陰謀説定着以前の映画としては、この上なく誠実な造りとなっている。アメリカ側を美化して描いているのは確かなのだが、飛んできた流れ弾に「俺が当たりたかった」と呟いたアメリカ軍将校の言葉が、アメリカの言葉ではなく、映画の言葉として響いた。
kiona

 米軍もパールハーバーにあっては将校も含め圧倒的多数の人間が何も知らされていなかったという説が、どうやら有力なようだ。“敵を騙すには、まず味方から”…ルーズベルトの計略は上層部の極秘事項であったはずだから、“まず欺かれた味方”はかの地だったというわけだ。

 飛んできた流れ弾に「俺が当たりたかった」と呟いたアメリカ軍将校の言葉は、状況を的確に推測できずに味方を死に追いやってしまうという、どこの、或いはいつの軍隊の現場指揮官にも伴う普遍的な苦悩であり、後悔なのだと思う。

 無論この言葉をあの人物に言わしめたのはこの映画だし、この映画は同時代と事後世代の狭間の微妙な感覚が創造したものであるということに気付かされる言葉でもある。

 ルーズベルトの問題は置いておくとしても、この映画は日本側の問題事項に関する重要な部分に触れている。それは陸軍と海軍の間の食い違いだ。陸軍が悪で海軍が善だったなどと二元論で語るべきではないが、ルーズベルトがアクトーなら日本の陸軍首脳部はバカヤローだった。

 ときに軍隊の暴走を防ぐのは、結局のところ優秀で良識を持った指揮官をおいて他に無い。そんな指揮官が一人でも多く現場にいてくれることを願うしかないとは、シビリアン・コントロールとは何なのか。劣悪な指揮官しかいない軍隊なら、そんなものは地上に存在しないほうがいいのだが、とはいえ軍隊は厳然としてそこにある。
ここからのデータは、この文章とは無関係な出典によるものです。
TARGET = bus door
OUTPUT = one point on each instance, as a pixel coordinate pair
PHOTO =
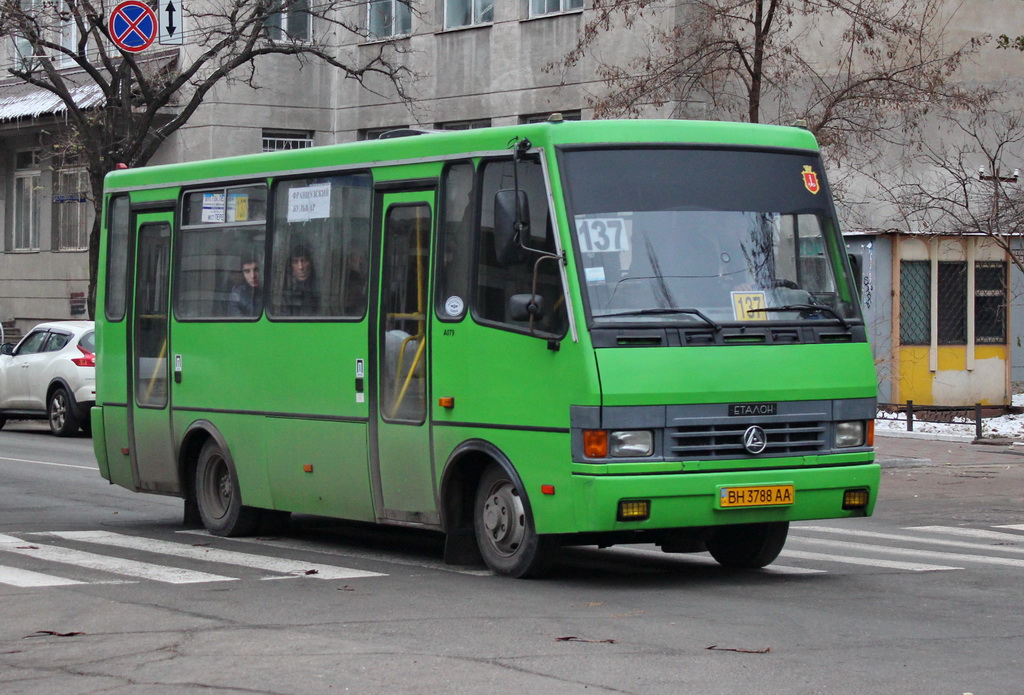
(403, 476)
(150, 420)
 仮にルーズベルトが悪党なら、その陰謀に気付かなかったアメリカ国民にも罪はある。同じように軍隊の暴走に対し何も出来なかった日本国民にも罪はある。今現在も軍隊に相当する実力を持った自衛隊を軍隊と認めるかどうかばかりが問題とされるが、それがもうそこにある以上、最も問題なのは自衛隊が軍隊なのかどうか以前に、自衛隊が文民統制できる代物なのか。国民が文民統制のために、どれほど積極的な関心を寄せているかだ。